The moment-based method is a fundamental approach to the extraction of affine invariants. However, only integer-order traditional moments can be used to construct affine invariants. No invariants can be constructed by moments with an order lower than 2. Consequently, the obtained invariants are sensitive to noise. In this paper, the moment order is generalized from integer to non-integer. However, the moment order cannot simply be generalized from integer to non-integer to achieve affine invariance. The difficulty of this generalization lies in the fact that the angular factor owing to shearing in the affine transform can hardly be eliminated for non-integer order moments. In order to address this problem, the Mellin polar coordinate moment (MPCM) is proposed, which is directly defined by a repeated integral. The angular factor can easily be eliminated by appropriately selecting a repeated integral. A method is provided for constructing affine invariants by means of MPCMs. The traditional affine moment invariants (AMIs) can be derived in terms of the proposed MPCM. Furthermore, affine invariants constructed with real-order (lower than 2) MPCMs can be derived using the proposed method. These invariants may be more robust to noise than AMIs. Several experiments were conducted to evaluate the proposed method performance.

 Introduction

Images of an object captured from different viewpoints are often subject to perspective distortions [1–۴]. If the object is small compared to the camera-to-scene distance, the perspective effect becomes negligible and the affine model provides a reasonable approximation of the projective model [2,5]. Therefore, the extraction of affine invariant features plays an important role in object recognition and registration [6–۱۰]. This method has been used extensively in numerous fields, such as shape recognition and retrieval [11,12], watermarking [13], aircraft identification [14,15], texture classification [16], and image registration [17,18]. The moment-based method is the most commonly used technique for the extraction of affine invariant features.
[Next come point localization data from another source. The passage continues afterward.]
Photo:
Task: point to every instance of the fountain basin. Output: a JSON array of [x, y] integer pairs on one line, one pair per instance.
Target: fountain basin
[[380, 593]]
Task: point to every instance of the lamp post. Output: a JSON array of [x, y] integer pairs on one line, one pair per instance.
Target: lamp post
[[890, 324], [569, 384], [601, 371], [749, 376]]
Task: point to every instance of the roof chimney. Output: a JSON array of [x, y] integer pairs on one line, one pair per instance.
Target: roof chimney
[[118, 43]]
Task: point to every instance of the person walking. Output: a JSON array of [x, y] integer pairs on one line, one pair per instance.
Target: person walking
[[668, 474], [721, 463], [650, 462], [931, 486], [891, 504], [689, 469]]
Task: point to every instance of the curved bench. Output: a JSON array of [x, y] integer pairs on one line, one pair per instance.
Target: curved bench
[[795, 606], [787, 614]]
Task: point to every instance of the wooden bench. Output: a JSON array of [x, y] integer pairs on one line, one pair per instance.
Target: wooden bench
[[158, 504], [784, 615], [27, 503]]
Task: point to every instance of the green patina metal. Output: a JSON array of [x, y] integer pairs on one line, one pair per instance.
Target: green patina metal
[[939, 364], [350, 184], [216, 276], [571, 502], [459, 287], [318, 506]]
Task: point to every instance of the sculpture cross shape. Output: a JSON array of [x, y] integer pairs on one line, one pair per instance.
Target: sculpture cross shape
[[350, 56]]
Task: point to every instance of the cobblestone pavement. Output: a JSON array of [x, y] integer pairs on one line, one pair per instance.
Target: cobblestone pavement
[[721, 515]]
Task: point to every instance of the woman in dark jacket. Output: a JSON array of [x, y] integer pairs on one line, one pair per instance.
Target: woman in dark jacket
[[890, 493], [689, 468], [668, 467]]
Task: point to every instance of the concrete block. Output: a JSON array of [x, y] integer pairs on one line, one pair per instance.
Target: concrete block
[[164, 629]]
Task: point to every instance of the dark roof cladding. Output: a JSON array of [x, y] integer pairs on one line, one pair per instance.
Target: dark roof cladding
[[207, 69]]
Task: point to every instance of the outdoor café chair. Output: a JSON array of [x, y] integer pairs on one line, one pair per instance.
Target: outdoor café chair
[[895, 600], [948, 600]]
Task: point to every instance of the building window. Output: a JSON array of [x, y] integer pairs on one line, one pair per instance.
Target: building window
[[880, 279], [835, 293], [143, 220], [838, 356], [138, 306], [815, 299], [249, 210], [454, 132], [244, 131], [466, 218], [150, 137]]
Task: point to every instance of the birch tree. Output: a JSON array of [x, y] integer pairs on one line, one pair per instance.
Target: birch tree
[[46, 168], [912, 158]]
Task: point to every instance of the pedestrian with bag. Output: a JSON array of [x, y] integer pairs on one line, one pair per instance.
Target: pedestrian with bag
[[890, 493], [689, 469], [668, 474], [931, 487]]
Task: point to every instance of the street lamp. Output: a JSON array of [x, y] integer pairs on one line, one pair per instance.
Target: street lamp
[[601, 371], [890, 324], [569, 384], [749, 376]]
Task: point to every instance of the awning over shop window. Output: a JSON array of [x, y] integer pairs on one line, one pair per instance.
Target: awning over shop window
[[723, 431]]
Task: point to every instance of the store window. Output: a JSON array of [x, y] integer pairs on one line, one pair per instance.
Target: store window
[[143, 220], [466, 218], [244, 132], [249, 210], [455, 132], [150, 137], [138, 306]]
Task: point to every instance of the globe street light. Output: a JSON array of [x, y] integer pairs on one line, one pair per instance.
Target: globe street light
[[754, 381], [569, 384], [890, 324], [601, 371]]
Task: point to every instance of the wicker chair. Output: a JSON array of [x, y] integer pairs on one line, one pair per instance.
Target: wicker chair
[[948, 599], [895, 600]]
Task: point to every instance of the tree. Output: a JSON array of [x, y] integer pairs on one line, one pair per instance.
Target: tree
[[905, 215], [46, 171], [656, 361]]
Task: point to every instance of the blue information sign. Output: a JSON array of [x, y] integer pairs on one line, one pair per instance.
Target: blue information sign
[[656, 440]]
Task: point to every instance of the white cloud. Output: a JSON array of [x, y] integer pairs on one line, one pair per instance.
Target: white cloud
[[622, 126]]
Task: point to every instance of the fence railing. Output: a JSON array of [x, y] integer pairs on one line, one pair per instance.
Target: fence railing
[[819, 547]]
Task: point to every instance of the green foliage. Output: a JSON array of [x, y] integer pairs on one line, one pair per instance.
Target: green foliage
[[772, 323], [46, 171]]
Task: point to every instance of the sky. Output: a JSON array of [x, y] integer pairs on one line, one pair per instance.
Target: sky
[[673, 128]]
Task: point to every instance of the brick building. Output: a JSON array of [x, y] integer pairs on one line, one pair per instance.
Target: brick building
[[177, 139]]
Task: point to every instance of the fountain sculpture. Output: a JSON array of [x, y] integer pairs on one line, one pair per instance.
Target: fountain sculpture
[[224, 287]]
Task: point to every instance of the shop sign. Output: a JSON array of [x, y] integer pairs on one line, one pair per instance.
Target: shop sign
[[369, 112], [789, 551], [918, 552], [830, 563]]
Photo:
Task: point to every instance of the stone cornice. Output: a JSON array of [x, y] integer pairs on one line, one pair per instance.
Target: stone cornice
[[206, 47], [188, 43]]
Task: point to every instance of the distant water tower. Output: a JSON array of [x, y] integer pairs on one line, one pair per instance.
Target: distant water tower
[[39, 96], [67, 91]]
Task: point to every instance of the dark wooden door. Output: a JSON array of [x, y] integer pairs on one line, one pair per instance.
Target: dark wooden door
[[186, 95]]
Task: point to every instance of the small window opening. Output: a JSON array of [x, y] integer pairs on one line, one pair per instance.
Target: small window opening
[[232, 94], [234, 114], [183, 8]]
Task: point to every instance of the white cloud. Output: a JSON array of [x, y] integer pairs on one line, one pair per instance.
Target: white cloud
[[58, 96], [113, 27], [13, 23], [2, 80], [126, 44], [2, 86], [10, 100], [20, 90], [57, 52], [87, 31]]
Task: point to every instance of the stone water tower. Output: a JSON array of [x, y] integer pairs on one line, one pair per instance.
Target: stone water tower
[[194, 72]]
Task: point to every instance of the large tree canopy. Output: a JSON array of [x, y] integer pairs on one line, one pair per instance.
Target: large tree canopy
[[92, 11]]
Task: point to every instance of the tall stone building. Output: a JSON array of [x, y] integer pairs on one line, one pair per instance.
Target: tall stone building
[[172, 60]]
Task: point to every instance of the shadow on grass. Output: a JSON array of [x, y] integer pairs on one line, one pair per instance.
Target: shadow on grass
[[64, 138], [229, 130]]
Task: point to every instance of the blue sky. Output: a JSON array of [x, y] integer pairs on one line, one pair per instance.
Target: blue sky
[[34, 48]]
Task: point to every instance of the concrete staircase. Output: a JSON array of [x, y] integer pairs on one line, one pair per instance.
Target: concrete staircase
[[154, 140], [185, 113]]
However, only integer-order moments can be used to construct affine invariants [4]. It has been reported that high-order moments are sensitive to noise [19]. Hence, in practice, a moment of the lowest possible order should be used [20]. For similarity transform (including only translation, scaling, and rotation), Fourier Mellin descriptors [21] can be viewed as the invariants constructed by complex number order moments. However, similarity transform is only a spe cial case of affine transform [4]. Thus far, an order of moments for constructing affine invariants can only be an integer. In this paper, we consider generalizing the moment order from integer to noninteger, and construct affine invariants by means of the proposed moment.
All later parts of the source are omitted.